Canberra's Lake Burley Griffin will freeze over before Cory Bernardi becomes leader of the Liberal Party, but what social progressives fear is that he is a mouthpiece for views which Tony Abbott holds but these days is careful to keep to himself.
Although the Prime Minister was quick to distance himself yesterday from a new book in which Bernardi refers to abortion as "an abhorrent form of birth control" and pro-choice campaigners as "pro-death", he was hardly energetic or scathing in his rebuttal of those comments. A one-sentence statement issued by his office described the South Australian senator as a backbencher whose "views do not represent the position of the Government".

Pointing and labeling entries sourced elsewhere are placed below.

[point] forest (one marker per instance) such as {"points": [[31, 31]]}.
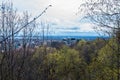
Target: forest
{"points": [[97, 59]]}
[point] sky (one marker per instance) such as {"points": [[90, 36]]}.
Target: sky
{"points": [[61, 17]]}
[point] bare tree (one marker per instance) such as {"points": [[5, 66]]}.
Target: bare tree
{"points": [[105, 14]]}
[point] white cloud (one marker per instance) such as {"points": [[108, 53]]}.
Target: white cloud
{"points": [[62, 15]]}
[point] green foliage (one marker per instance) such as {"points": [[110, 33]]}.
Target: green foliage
{"points": [[66, 64]]}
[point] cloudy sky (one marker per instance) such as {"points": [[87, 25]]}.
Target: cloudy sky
{"points": [[61, 16]]}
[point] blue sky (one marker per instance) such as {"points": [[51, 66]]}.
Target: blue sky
{"points": [[61, 16]]}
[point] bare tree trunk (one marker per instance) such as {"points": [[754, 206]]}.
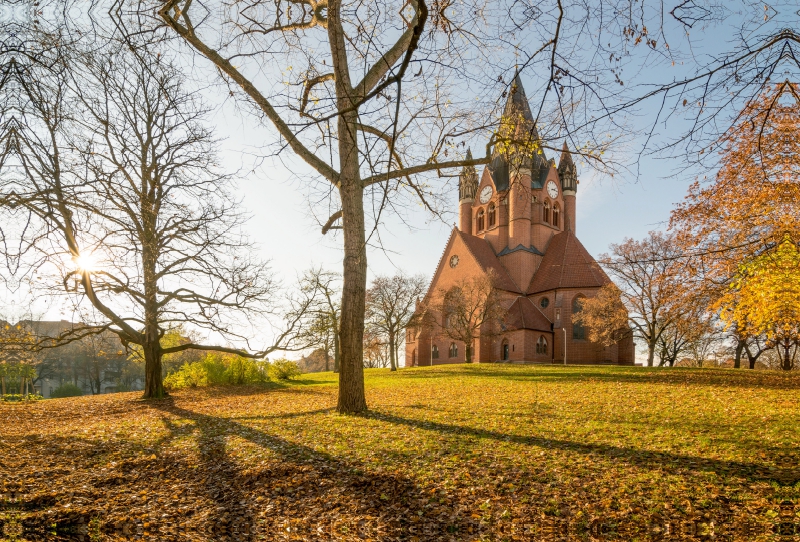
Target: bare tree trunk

That terse response did little to reassure critics of Bernardi, an influential member of the Liberal Party's right wing who is, or certainly was, a close confidant of Abbott, serving as his parliamentary secretary until being demoted in 2012 for warning that gay marriage could lead to public acceptance of bestiality. Abbott then had no choice but to sack him, and, arguably, had no choice yesterday but to disavow Bernardi's book The Conservative Revolution, which rails against IVF, surrogacy, step-families and single-parent families, as well as branding Islam and environmentalism as threats to Christian values.
However close those views may be to Abbott's, he is a pragmatist who knows how unpalatable they are to large sections of the electorate. He also promised, before last September's election, that a Coalition government would not change abortion laws. Abbott chose to side last month with the Liberals' leading moderate, Malcolm Turnbull, in an internal party row sparked by Bernardi's call for the Communications Minister to step down or cease his public support for same-sex marriage.

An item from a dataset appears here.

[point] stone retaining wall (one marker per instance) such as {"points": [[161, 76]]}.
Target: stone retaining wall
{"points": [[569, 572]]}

While Bernardi is a maverick and loose cannon, what worries liberal Australians is that his periodic outbursts may be aimed at causing shockwaves that prepare the ground for a more moderate version of his social vision to be implemented. Acting leader of the Australian Greens, Richard Di Natale, said yesterday: "The concern for many Australians is that Tony Abbott and Cory Bernardi are cut from the same ideological cloth but that, unlike the Prime Minister, Senator Bernardi is not trying to hide his views or disguise his brutal agenda."